Candidat commun, programme d’union populaire Certains comptent aujourd’hui sur la brutalité de la droite pour réveiller les réflexes unitaires et susciter le désistement dans l’électorat de gauche. C’est un pari risqué. Car l’offensive sarkozyenne ne provoque pas seulement la remobilisation. Elle suscite aussi le désarroi et la résignation. Elle encourage le basculement vers l’extrême-droite ou l’abstention. Sans pratique de l’union, sans volonté de rassemblement, la force de la gauche se dispersera immanquablement. L’union est encore un combat dont les partis de gauche ne peuvent faire l’économie.

Les conditions sont-elles pour autant réunies pour que la gauche se rassemble derrière un candidat commun à l’élection présidentielle ? Cette question doit être posée. Car la multiplication des candidatures porte en elle le risque d’un nouveau 21 avril avec l’élimination de la gauche du second tour de l’élection. Malheureusement, faute de pratique unitaire établie à gauche, la perspective d’un candidat commun de la gauche dès le premier tour est sans doute actuellement difficile à atteindre. En revanche, il faudra bien un candidat commun de la gauche présent au second tour pour affronter la droite en 2007 et la battre en rassemblant l’ensemble des voix de gauche.
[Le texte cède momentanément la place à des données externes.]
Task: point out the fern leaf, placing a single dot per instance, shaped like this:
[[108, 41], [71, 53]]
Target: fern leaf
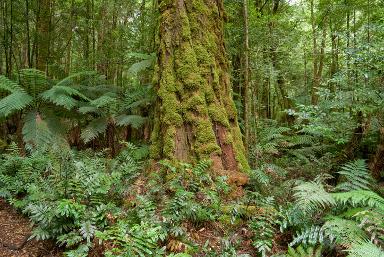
[[14, 102], [8, 85], [94, 128], [33, 81], [360, 198], [135, 121], [311, 196], [357, 176], [344, 232], [364, 250], [63, 96]]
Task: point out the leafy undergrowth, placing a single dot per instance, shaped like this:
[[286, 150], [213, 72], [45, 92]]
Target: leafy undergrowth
[[92, 205]]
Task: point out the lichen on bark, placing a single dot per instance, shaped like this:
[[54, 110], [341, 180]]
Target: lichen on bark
[[196, 116]]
Il faut un programme commun des gauches. Ceci n’implique en rien que les partis de gauche renoncent à leurs propres objectifs et à présenter leurs propres programmes. Mais un socle d’engagements communs donnerait un sens et un contenu au rassemblement de la gauche en 2007. Le programme commun des gauches devra traduire le rejet du néolibéralisme qui s’est exprimé majoritairement dans le peuple de gauche. Il devra être élaboré en donnant toute sa place à l’intervention citoyenne. Il devra prévoir le contrôle par les citoyens une fois la gauche parvenue au pouvoir, tirant en cela les leçons de la période 1981-1983.

Chaque jour qui passe témoigne des dégâts que provoque la division de la gauche. Les semaines et les mois qui viennent ne feront qu’accroître l’urgence de son rassemblement. Dans moins de 18 mois, la réussite ou non du rassemblement de la gauche scellera le sort de l’élection présidentielle. Il n’y a donc pas un instant à perdre. PRS s’engage immédiatement et sans relâche pour une nouvelle union des gauches sans exclusive autour d’un programme commun des gauches. L’histoire montre qu’il n’y a jamais d’union sans militants de l’union. Nous serons donc de ceux-ci. Nous savons que de nombreux obstacles stratégiques et programmatiques surgiront sur ce chemin. Mais nous agirons avec la volonté de les dépasser car c’est celui de l’intérêt général.